Basal versus Nonbasal Polarity: Different Endomembrane Trafficking Pathways Establish Different Patterns[OPEN]

Nancy R Hofmann 1,
PMCID: PMC5304358  PMID: 28108599

Plant development and responses to the environment hinge on the ability to target proteins to different areas of the plasma membrane within a cell. Indeed, the establishment of polar distributions of proteins such as PIN auxin transporters is among the key responsibilities of the endomembrane trafficking system (reviewed in Morita and Shimada, 2014). Although some features of trafficking are shared between proteins targeted to different portions of the plasma membrane, others are specific. For instance, GNOM, an ADP ribosylation factor guanine nucleotide exchange factor (ARF-GEF), appears to function in basal but not apical localization of PIN proteins (Kleine-Vehn et al., 2008). In new work, Li et al. (2017) develop and use endosidin 16 (ES16) as a pathway-specific tool to dissect the mechanisms underlying different patterns of polarity.

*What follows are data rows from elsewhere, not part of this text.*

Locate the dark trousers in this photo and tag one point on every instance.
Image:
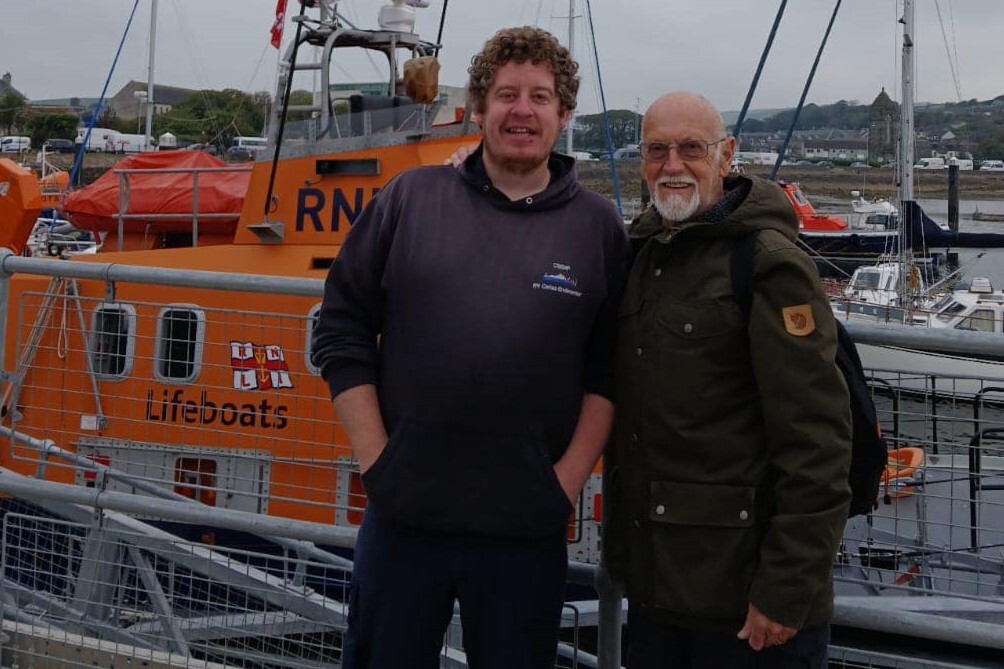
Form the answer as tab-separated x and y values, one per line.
652	645
405	583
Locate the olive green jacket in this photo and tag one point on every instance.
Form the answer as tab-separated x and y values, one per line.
727	478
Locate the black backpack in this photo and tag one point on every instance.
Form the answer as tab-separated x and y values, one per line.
868	451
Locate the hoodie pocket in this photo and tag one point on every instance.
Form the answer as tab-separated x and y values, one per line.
460	478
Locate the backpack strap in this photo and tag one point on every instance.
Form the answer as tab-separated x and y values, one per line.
741	270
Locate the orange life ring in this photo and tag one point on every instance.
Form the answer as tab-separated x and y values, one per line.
900	471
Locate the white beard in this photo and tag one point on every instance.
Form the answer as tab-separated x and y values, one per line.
676	208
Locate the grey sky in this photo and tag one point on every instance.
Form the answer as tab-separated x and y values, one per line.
59	48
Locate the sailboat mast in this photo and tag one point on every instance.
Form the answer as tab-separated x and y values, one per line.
571	51
148	138
907	134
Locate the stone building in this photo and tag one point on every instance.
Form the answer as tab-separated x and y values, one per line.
884	129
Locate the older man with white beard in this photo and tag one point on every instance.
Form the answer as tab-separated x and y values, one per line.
727	479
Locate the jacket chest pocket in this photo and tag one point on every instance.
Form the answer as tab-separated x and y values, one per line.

From a library of chemicals that disrupt endomembrane trafficking (Drakakaki et al., 2011), Li et al. identified ES16 as a compound that alters apical (shootward) localization of PIN2 in Arabidopsis thaliana root epidermis cells without affecting basal (rootward) localization of PIN1 (see figure). ES16 treatment induced endomembrane bodies containing PIN2, indicative of disruption of trafficking, but did not alter the basal targeting of PIN1 in the root epidermis or of PIN3 or PIN7 in the stele.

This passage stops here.